IPA messages consist of four fields: the HTTP method, the url, the path, and the time it took for the HTTP transaction to
complete. A configuration file can be specified by pointing the environment variable
CANARY_CMA_CONFIG to a Yaml file with
contents similar to this snippet:
patterns: braintree.Transaction: method: any host: api.*.braintreegateway.com url: /transaction$
You can specify as many patterns as you like. The key is in the format "monitor-name.check-name", which you can both obtain
from our web UI.
url can both be left out or for clarity specified as
"any" in which case everything matches. All
three fields are normal regular expressions that are matched against the corresponding fields in the IPA message. If it matches,
the measured value will be sent to the Metrist back-end.
The agent is configured through environment variables:
CANARY_INSTANCE_ID- this is the instance id used for reporting. It can be any logical name, but should be unique and consistent between runs as the backend will use this to supply the instance with the timings of last monitoring runs.
CANARY_RUN_GROUPS- one or more "run groups" this monitor will schedule.

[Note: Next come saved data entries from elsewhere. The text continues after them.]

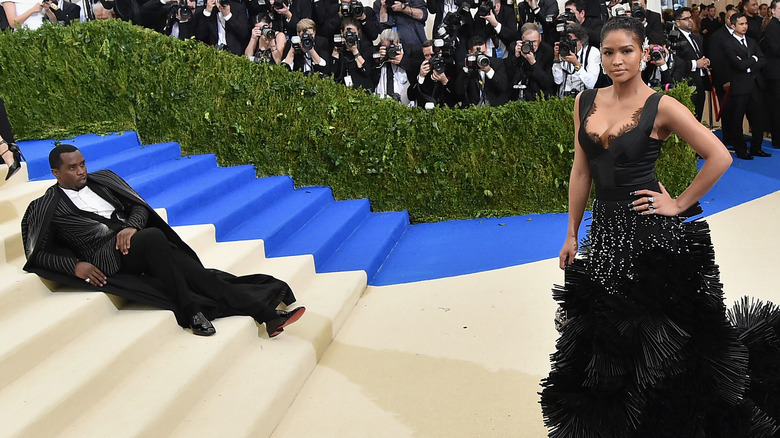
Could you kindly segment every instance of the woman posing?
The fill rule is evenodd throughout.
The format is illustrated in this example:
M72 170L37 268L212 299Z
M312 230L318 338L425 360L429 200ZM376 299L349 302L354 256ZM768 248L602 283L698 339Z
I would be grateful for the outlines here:
M5 102L0 99L0 156L8 165L8 173L5 179L10 178L22 168L22 153L19 146L14 143L14 132L8 122L8 114L5 112Z
M553 291L564 317L542 382L545 423L551 437L766 436L773 422L745 398L748 353L726 318L708 226L685 220L731 156L690 110L645 85L644 40L636 19L609 20L601 60L613 85L575 100L566 283ZM676 198L655 178L672 133L704 158ZM592 224L575 259L592 182Z

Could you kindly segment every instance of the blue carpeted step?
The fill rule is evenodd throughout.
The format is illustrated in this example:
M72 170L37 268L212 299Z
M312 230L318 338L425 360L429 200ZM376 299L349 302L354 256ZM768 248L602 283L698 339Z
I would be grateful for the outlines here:
M409 226L406 211L371 213L341 247L322 264L321 272L354 271L376 275Z
M332 202L281 247L267 251L266 254L269 257L312 254L315 266L319 267L370 213L368 199Z
M212 154L191 155L153 164L148 169L129 175L125 180L143 198L149 199L165 188L217 167ZM153 207L160 207L152 204Z
M214 224L217 240L295 190L289 176L259 178L181 215L178 225Z
M95 172L101 169L111 169L122 178L127 178L134 173L145 171L156 163L172 161L180 156L179 143L136 146L118 150L104 157L91 158L87 161L87 170Z
M331 202L330 187L301 187L227 233L224 240L263 239L267 254Z
M117 151L138 147L141 142L134 131L108 135L80 135L60 143L72 144L79 148L87 166L94 160L115 154ZM28 140L19 142L22 154L27 159L27 172L30 180L52 179L49 166L49 151L54 147L55 140ZM97 170L97 169L95 169Z
M256 178L255 168L251 165L217 167L166 185L146 201L153 207L165 207L168 222L179 225L179 218L188 210L211 202Z

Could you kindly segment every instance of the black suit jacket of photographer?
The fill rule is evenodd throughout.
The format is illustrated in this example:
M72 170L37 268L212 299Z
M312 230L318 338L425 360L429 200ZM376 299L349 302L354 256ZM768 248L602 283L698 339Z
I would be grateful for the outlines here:
M349 76L352 80L352 88L365 89L369 92L374 90L374 46L371 41L360 38L358 41L358 51L363 56L363 67L359 68L355 62L355 57L348 50L341 50L338 58L330 55L330 73L333 80L345 84L345 78Z
M523 27L525 23L536 23L542 26L542 41L547 44L554 44L558 41L558 32L555 31L555 19L560 15L558 2L556 0L539 0L539 10L534 12L528 6L528 2L522 2L518 6L520 21L517 28Z
M176 18L172 16L172 10L176 7L174 3L165 3L159 1L148 1L144 3L142 14L144 25L149 29L155 30L165 35L170 35L173 28L173 22ZM181 40L194 37L198 29L198 19L203 18L203 8L196 8L192 11L192 17L179 22L179 36Z
M588 32L588 44L593 47L601 46L601 28L604 23L598 18L585 17L580 25Z
M536 63L531 65L524 57L515 56L515 46L513 43L509 50L509 57L505 60L507 77L509 85L514 86L522 83L526 86L520 95L520 89L510 89L509 98L511 100L535 100L541 93L543 97L555 96L555 79L553 79L553 48L547 43L540 43L539 49L534 56Z
M458 97L455 92L455 80L457 78L458 68L455 66L454 62L451 62L451 58L447 61L444 69L444 74L449 79L447 85L444 85L439 81L434 81L433 78L431 78L433 69L425 75L422 84L419 81L419 68L414 75L410 75L409 80L412 84L409 86L407 94L410 100L414 100L417 103L417 106L424 108L425 104L428 102L433 102L437 106L448 107L454 107L458 104Z
M464 61L461 61L459 65L461 70L458 72L455 84L456 93L462 107L465 108L479 103L480 88L491 106L503 105L509 100L509 78L506 75L503 59L490 58L490 66L495 71L495 74L493 79L488 79L486 75L482 86L480 86L481 75L479 74L481 70L466 70L463 67L464 65Z
M402 1L402 0L397 0ZM428 19L428 8L425 7L425 2L422 0L406 0L405 3L409 5L411 8L420 9L423 11L423 17L424 19L422 21L415 20L414 18L406 15L403 12L395 12L390 9L390 5L392 5L393 0L387 0L385 3L388 8L387 12L387 21L382 23L379 22L379 25L382 27L382 29L392 29L395 28L395 30L398 31L398 35L401 37L401 43L404 45L404 50L407 48L414 49L414 50L422 50L422 44L427 40L428 38L425 36L425 21ZM374 15L377 17L377 20L380 20L379 11L382 7L381 0L375 0L374 1Z
M517 17L512 6L502 2L501 10L496 15L496 20L501 23L501 32L496 34L496 29L482 17L474 15L474 32L471 36L481 36L485 40L498 38L507 48L517 40ZM468 41L468 40L467 40Z
M74 22L78 23L81 20L81 6L69 1L64 1L62 2L62 5L54 11L54 16L57 17L58 23L65 23L66 26Z
M729 32L727 26L721 26L720 29L713 32L709 39L707 57L710 59L710 74L712 75L712 85L718 97L723 98L723 84L731 80L728 61L726 60L723 46L729 39L734 37Z
M341 31L341 19L343 18L339 15L340 10L341 2L332 5L328 9L328 16L325 19L323 27L318 27L317 32L326 37L339 33ZM374 41L379 36L379 33L382 32L382 27L379 25L379 20L376 18L373 9L366 6L363 8L363 11L366 14L366 19L358 21L360 23L361 38L367 39L368 41ZM322 30L320 31L319 29Z
M664 33L664 25L661 22L661 14L650 9L645 9L645 34Z
M297 33L293 34L297 35ZM308 72L308 74L317 73L320 77L326 76L331 72L331 66L330 66L330 60L331 60L331 53L330 53L330 44L327 40L327 38L317 35L314 37L314 51L317 52L318 55L320 55L320 58L325 60L325 65L316 65L314 64L314 61L312 60L312 71ZM290 50L294 50L292 47L292 40L288 39L287 44L284 45L284 50L282 51L282 60L287 58L287 54L290 53ZM306 57L304 56L303 52L296 52L295 55L293 55L293 65L288 66L293 71L304 71L304 65L306 63Z
M243 55L246 45L249 43L249 19L246 15L246 7L242 3L229 0L230 2L230 20L225 22L225 41L230 53ZM216 6L211 11L210 16L205 15L205 10L199 11L197 17L196 38L210 46L216 46L219 42L217 33L217 15Z

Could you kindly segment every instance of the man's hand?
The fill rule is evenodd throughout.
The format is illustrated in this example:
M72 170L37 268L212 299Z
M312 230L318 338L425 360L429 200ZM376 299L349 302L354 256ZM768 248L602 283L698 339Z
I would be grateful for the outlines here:
M577 55L575 55L574 53L569 53L569 56L562 56L561 58L563 58L564 61L568 62L574 67L580 65L580 61L577 59Z
M95 286L105 286L106 281L108 281L108 277L89 262L76 263L74 274L76 274L76 277L86 280L87 283Z
M401 12L404 9L406 9L406 3L400 1L393 1L393 4L390 6L390 9L392 9L394 12Z
M219 12L222 12L223 17L227 17L230 15L230 4L226 4L225 6L222 6L222 3L217 3L217 8L219 8Z
M491 26L493 26L493 27L498 26L498 20L496 20L496 16L495 16L495 14L493 14L493 10L492 9L490 10L490 12L488 12L487 15L485 15L482 18L484 18L485 21L490 23Z
M211 13L214 10L214 6L217 5L217 0L206 0L206 11Z
M703 56L696 60L696 68L707 68L709 66L710 66L710 60Z
M528 3L528 6L531 8L531 11L539 7L539 2L537 0L528 0L526 3Z
M439 73L436 70L431 73L431 78L436 82L441 82L442 85L447 85L447 82L450 81L450 78L448 78L446 74Z
M431 63L430 61L423 61L422 64L420 64L420 77L424 78L428 75L428 73L431 72Z
M133 227L122 229L122 231L116 234L116 249L118 249L123 255L127 255L130 252L130 239L137 233Z

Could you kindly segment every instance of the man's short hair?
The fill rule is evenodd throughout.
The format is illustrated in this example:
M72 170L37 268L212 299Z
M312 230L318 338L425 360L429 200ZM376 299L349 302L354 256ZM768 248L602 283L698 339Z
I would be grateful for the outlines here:
M737 20L739 20L742 17L747 18L747 15L745 15L744 12L737 12L736 14L731 16L731 19L729 20L729 22L731 22L732 25L735 25L735 24L737 24Z
M680 8L680 9L677 9L676 11L674 11L674 21L677 21L677 20L679 20L679 19L680 19L680 17L682 17L682 15L683 15L683 12L688 12L688 13L690 13L691 15L693 15L693 11L691 11L691 8L688 8L688 7L682 7L682 8Z
M395 29L385 29L382 31L382 33L379 34L379 40L380 41L401 41L401 35L398 34L398 31Z
M668 46L669 40L666 38L666 35L660 33L660 32L651 32L647 34L647 42L650 44L650 46Z
M473 37L469 38L469 43L468 46L466 46L466 49L471 50L474 47L481 46L483 44L485 44L485 38L479 35L474 35Z
M777 0L769 2L769 9L774 9L777 6Z
M425 40L422 44L423 49L426 47L433 47L433 40Z
M732 4L726 5L726 12L728 12L728 11L730 11L732 9L734 9L734 5L732 5Z
M76 152L77 150L79 149L72 144L61 144L55 146L54 149L49 152L49 165L52 169L59 169L60 166L62 166L62 154Z
M355 26L358 30L358 35L360 35L362 32L362 29L360 28L360 23L355 20L352 17L344 17L341 19L341 30L344 31L344 29L347 28L347 26Z
M569 0L566 2L566 4L563 6L564 9L566 9L566 6L574 6L577 8L577 12L582 12L585 10L585 0Z
M582 41L582 45L588 44L588 31L579 24L570 24L566 27L566 33L574 34L578 40Z
M539 34L542 33L542 27L538 24L534 23L533 21L529 21L528 23L525 23L523 27L520 28L520 38L523 38L526 33L530 31L535 31Z
M314 24L314 20L311 18L301 18L301 21L298 22L298 26L295 28L299 33L303 32L304 30L313 30L317 31L317 25Z

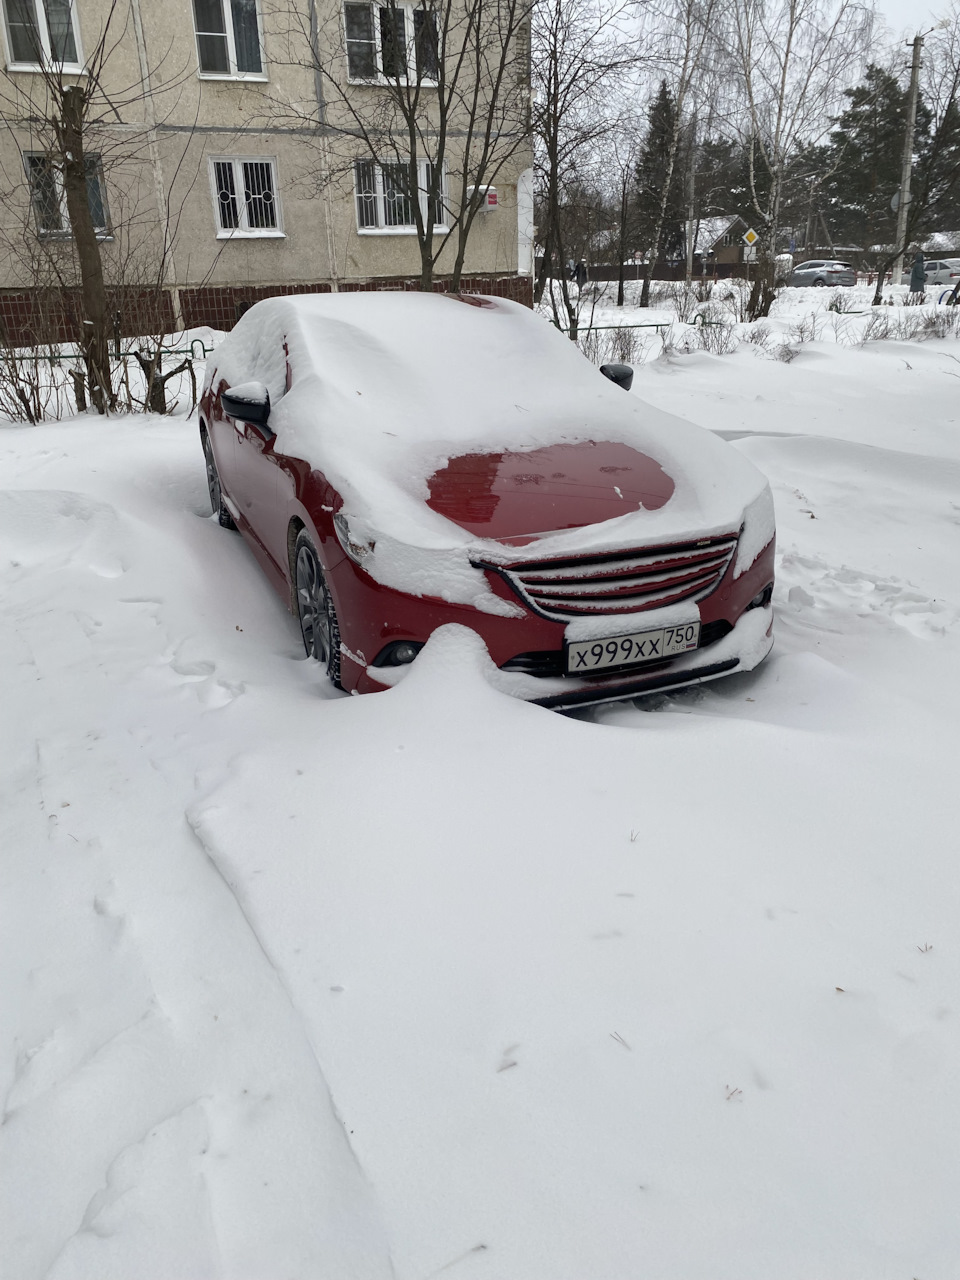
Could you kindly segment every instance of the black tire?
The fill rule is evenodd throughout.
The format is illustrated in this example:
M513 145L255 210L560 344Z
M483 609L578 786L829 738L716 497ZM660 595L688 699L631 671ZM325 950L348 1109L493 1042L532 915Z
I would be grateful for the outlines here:
M813 287L815 289L825 289L827 287L826 280L814 280Z
M227 504L223 500L220 473L217 471L217 462L213 456L213 446L206 431L201 431L200 440L203 444L203 460L207 467L207 492L210 494L210 511L217 517L224 529L236 529L237 526L233 522L233 516L227 510Z
M305 530L300 531L294 548L293 574L304 650L308 658L323 664L331 683L339 689L340 624L320 557Z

When more than one, a comma-separated list. This can be used to have several instances of monitors run some same set of monitors.
CANARY_CLEANUP_ENABLED- if set, a flag that determines whether to run cleanup actions. Monitors can have a "Cleanup" action that usually is there to remove artefacts of previous runs which these runs could not remove themselves (because of a crash or a provider outage, for example). Because these operations can be expensive, it is best to only schedule them on a subset of instances.
CANARY_SECRETS_SOURCE- when monitors need secrets like API keys, a pointer to the secrets source. Currently only "aws" is supported (and the default), which will try to retrieve secrets from AWS Secrets Manager.
CANARY_CMA_CONFIG- the agent configuration file, currently only used for in-process forwarding patterns as described above.
CANARY_LOGGING_LEVEL- the level to log at; usually the "Info" default is fine but somethings "Debug" makes sense, and "Error" can be used to make the process less talkative. "Notice", "Warning", "Critical", "Alert" and "Emergency" are also accepted options but will usually not make too much of a difference and might not be supported by all monitors that also interpret this variable.
CANARY_IPA_LOOPBACK_ONLY- whether to open the UDP socket for in-process data only on the loopback/localhost address. This can be used to restrict this sort of traffic to only the local machine. Off by default which means that the "wildcard" address is bound, making the UDP socket accessible to all machines that can route to the instance.